99.1    Press Release dated March 16, 2015.


EXHIBIT 99.1

 

LOGO

AFFILIATE OF ENTERPRISE’S GENERAL PARTNER

PURCHASES $100 MILLION OF ENTERPRISE COMMON UNITS

Houston, Texas (March 16, 2015) – Enterprise Products Partners L.P. (“Enterprise” NYSE: EPD) announced today that an affiliate of its general partner, which is owned by privately held Enterprise Products Company (“EPCO”), purchased 3,225,057 Enterprise common units for approximately $100 million, or $31.01 per unit. The purchase was executed through Enterprise’s at-the-market (“ATM”) equity issuance program. EPCO and its affiliates own approximately 35 percent of Enterprise’s common units, inclusive of this purchase. Enterprise will use the proceeds from this transaction to fund a portion of its growth capital investments and for general company purposes.

“EPCO and our general partner have consistently been supportive in the growth of our partnership,” said Michael A. Creel, chief executive officer of Enterprise’s general partner. “Since 2010, inclusive of this investment, EPCO has purchased more than $500 million of our common units directly from the partnership to provide capital for our investments in energy infrastructure.”

“EPCO is pleased to increase our investment in Enterprise during this period of market volatility,” stated Randa Duncan Williams, chairman of EPCO. “We believe in Enterprise’s attractive long-term growth prospects and take comfort in its financial stability through its distribution coverage and strong balance sheet.”

This press release shall not constitute an offer to sell or the solicitation of an offer to buy the common units described herein or any other securities. The purchase and sale described above were made only by means of a prospectus and related prospectus supplement, which are part of an effective registration statement.

Enterprise Products Partners L.P. is one of the largest publicly traded partnerships and a leading North American provider of midstream energy services to producers and


consumers of natural gas, NGLs, crude oil, refined products and petrochemicals. Our services include: natural gas gathering, treating, processing, transportation and storage; NGL transportation, fractionation, storage and import and export terminals; crude oil and refined products transportation, storage and terminals; offshore production platforms; petrochemical transportation and services; and a marine transportation business that operates primarily on the United States inland and Intracoastal Waterway systems and in the Gulf of Mexico. The partnership’s assets include approximately 51,300 miles of onshore and offshore pipelines; 225 million barrels of storage capacity for NGLs, crude oil, refined products and petrochemicals; and 14 billion cubic feet of natural gas storage capacity. Additional information regarding Enterprise can be found on its website, www.enterpriseproducts.com.

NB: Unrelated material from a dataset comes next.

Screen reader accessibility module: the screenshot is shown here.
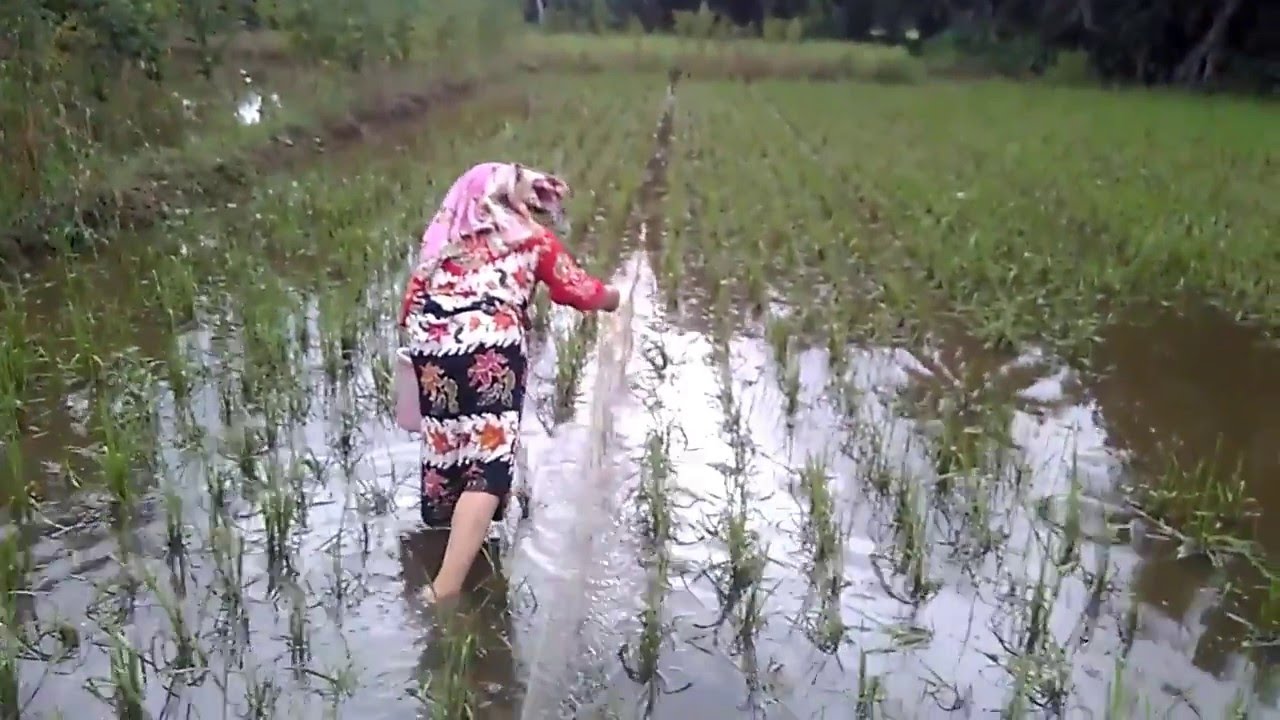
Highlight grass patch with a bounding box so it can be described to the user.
[527,33,924,83]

This press release includes “forward-looking statements” as defined by the Securities and Exchange Commission. All statements, other than statements of historical fact, included herein that address activities, events, developments or transactions that Enterprise and its general partner expect, believe or anticipate will or may occur in the future are forward-looking statements. These forward-looking statements are subject to risks and uncertainties that may cause actual results to differ materially from expectations, including required approvals by regulatory agencies, the possibility that the anticipated benefits from such activities, events, developments or transactions cannot be fully realized, the possibility that costs or difficulties related thereto will be greater than expected, the impact of competition, and other risk factors included in Enterprise’s reports filed with the Securities and Exchange Commission. Readers are cautioned not to place undue reliance on these forward-looking statements, which speak only as of their dates. Except as required by law, Enterprise does not intend to update or revise its forward-looking statements, whether as a result of new information, future events or otherwise.